I've been working professionally as a Video Interpreter for more than 3 years now, but it was a skill I acquired growing up with my Dad. Some may call this child abuse, but I prefer referring to this as free on the job training. At 13 years of age I was completing a job function that now requires state/or national certification along with 20+ hours of training. If only we had headsets back then, instead of trying to balance a cordless phone on my shoulder to make both hands available to sign!
Let me be very blunt about this, while it is a great memory to look back on... I was ecstatic when interpreters starting showing up on our basement television and my father stopped needing another family member to place his personal phone calls. There were many failed attempts at trying to recruit the other 3 CODAs in the house. I would like to think I was the chosen one due to my skill, but the honest truth is my inability to say "no." This is something that plagues me to this day. In many cases it can also be a blessing, and getting experience as a young interpreter is one to be considered such.

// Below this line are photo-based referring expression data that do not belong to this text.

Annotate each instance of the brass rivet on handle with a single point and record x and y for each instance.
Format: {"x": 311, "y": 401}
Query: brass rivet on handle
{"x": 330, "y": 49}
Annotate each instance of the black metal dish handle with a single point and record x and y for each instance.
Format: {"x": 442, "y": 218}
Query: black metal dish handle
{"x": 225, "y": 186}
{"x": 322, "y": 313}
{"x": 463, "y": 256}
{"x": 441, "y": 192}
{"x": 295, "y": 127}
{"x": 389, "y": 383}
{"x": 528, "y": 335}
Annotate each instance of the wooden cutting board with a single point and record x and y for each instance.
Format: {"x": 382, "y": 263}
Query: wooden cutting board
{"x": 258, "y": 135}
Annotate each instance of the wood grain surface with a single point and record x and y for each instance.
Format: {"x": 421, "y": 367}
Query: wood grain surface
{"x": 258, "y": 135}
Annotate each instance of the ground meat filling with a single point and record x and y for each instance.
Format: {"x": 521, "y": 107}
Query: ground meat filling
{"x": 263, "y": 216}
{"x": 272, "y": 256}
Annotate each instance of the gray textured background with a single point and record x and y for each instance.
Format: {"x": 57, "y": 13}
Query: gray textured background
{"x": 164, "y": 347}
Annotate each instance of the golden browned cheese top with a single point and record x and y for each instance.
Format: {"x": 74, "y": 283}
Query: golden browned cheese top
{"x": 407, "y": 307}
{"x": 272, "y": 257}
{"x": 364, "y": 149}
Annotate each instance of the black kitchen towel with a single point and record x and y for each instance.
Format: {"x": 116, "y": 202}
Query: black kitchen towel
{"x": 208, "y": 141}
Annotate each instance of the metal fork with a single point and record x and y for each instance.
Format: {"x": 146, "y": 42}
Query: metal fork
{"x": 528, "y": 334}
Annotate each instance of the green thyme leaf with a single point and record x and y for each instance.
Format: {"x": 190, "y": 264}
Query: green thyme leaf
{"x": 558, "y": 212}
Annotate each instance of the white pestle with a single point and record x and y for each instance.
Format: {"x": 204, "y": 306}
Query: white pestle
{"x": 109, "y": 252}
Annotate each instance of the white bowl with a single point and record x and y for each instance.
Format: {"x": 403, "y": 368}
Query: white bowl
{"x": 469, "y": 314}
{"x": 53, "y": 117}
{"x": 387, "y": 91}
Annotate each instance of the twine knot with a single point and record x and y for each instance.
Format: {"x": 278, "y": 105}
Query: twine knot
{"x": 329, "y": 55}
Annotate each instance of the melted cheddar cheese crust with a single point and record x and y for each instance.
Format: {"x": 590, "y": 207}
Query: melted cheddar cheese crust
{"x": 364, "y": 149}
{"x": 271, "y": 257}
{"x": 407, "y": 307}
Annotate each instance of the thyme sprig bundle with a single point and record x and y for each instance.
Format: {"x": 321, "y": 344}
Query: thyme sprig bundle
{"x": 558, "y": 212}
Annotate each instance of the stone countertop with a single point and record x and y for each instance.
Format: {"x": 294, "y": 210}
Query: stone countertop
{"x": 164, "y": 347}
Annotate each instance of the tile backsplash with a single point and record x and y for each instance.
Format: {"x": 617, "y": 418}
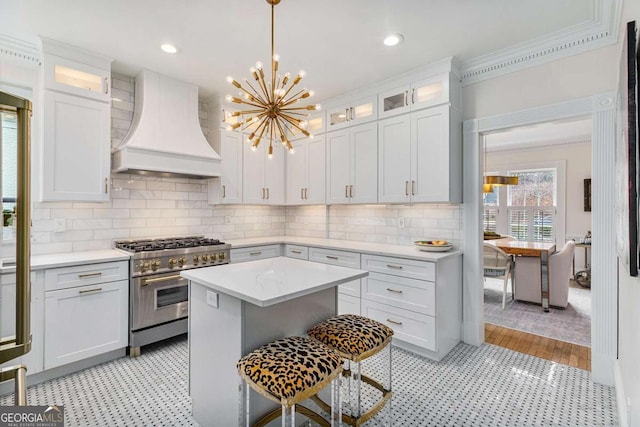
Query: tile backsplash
{"x": 144, "y": 207}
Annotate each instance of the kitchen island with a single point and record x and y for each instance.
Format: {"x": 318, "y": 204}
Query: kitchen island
{"x": 236, "y": 308}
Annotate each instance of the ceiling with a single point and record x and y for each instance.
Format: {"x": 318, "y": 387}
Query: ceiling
{"x": 337, "y": 42}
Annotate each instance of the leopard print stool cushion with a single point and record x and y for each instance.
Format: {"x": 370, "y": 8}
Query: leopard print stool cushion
{"x": 290, "y": 369}
{"x": 354, "y": 337}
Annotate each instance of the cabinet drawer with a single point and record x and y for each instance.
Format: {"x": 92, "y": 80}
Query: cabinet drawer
{"x": 84, "y": 322}
{"x": 255, "y": 252}
{"x": 333, "y": 257}
{"x": 414, "y": 328}
{"x": 421, "y": 270}
{"x": 409, "y": 294}
{"x": 348, "y": 304}
{"x": 87, "y": 274}
{"x": 350, "y": 288}
{"x": 295, "y": 251}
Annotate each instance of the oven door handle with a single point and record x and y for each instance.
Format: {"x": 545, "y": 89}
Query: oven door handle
{"x": 162, "y": 279}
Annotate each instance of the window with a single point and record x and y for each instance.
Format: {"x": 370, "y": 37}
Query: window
{"x": 531, "y": 207}
{"x": 9, "y": 141}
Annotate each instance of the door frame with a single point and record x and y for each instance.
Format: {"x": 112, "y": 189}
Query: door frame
{"x": 604, "y": 307}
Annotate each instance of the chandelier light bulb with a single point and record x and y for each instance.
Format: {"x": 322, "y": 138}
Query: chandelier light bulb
{"x": 271, "y": 102}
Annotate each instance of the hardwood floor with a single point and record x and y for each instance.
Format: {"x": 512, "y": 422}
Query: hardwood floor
{"x": 546, "y": 348}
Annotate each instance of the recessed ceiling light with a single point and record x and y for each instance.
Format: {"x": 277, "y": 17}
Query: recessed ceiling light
{"x": 393, "y": 39}
{"x": 169, "y": 48}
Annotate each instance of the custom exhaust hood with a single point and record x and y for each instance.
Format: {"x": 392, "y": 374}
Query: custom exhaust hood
{"x": 165, "y": 138}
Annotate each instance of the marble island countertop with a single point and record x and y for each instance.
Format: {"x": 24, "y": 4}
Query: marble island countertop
{"x": 404, "y": 251}
{"x": 271, "y": 281}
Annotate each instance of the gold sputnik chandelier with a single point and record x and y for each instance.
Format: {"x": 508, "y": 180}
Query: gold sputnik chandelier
{"x": 272, "y": 105}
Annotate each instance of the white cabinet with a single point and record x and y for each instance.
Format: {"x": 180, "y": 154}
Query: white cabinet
{"x": 263, "y": 178}
{"x": 76, "y": 125}
{"x": 348, "y": 293}
{"x": 420, "y": 300}
{"x": 228, "y": 188}
{"x": 420, "y": 157}
{"x": 414, "y": 96}
{"x": 306, "y": 172}
{"x": 352, "y": 113}
{"x": 254, "y": 252}
{"x": 86, "y": 311}
{"x": 352, "y": 165}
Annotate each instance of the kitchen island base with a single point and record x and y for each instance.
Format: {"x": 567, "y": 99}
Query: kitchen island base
{"x": 220, "y": 336}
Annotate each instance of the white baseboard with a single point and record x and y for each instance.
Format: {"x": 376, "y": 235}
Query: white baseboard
{"x": 621, "y": 398}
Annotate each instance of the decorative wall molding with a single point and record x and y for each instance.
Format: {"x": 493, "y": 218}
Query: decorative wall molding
{"x": 19, "y": 51}
{"x": 601, "y": 31}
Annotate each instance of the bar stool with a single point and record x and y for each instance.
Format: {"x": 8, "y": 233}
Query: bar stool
{"x": 356, "y": 338}
{"x": 288, "y": 371}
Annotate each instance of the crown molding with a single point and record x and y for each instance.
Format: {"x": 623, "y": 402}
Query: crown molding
{"x": 19, "y": 51}
{"x": 601, "y": 31}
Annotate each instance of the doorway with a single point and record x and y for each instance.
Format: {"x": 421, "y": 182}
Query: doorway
{"x": 601, "y": 108}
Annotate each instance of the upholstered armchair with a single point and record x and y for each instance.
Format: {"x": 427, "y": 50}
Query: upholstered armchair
{"x": 527, "y": 275}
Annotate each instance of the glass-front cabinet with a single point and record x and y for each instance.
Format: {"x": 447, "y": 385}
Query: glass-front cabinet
{"x": 352, "y": 113}
{"x": 78, "y": 79}
{"x": 414, "y": 96}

With all the conversation that can be had over political debate of individual providers, I for one am very thankful for the on-set of the industry. Not only for the accommodation it provides for thousands of people like my father, but also the career it has provided for me and many others. While I wasn't fond of placing pre-VRS relay calls in my basement, I happy true work now since.. wait - Interpreter clarification "I really do enjoy my job nowadays."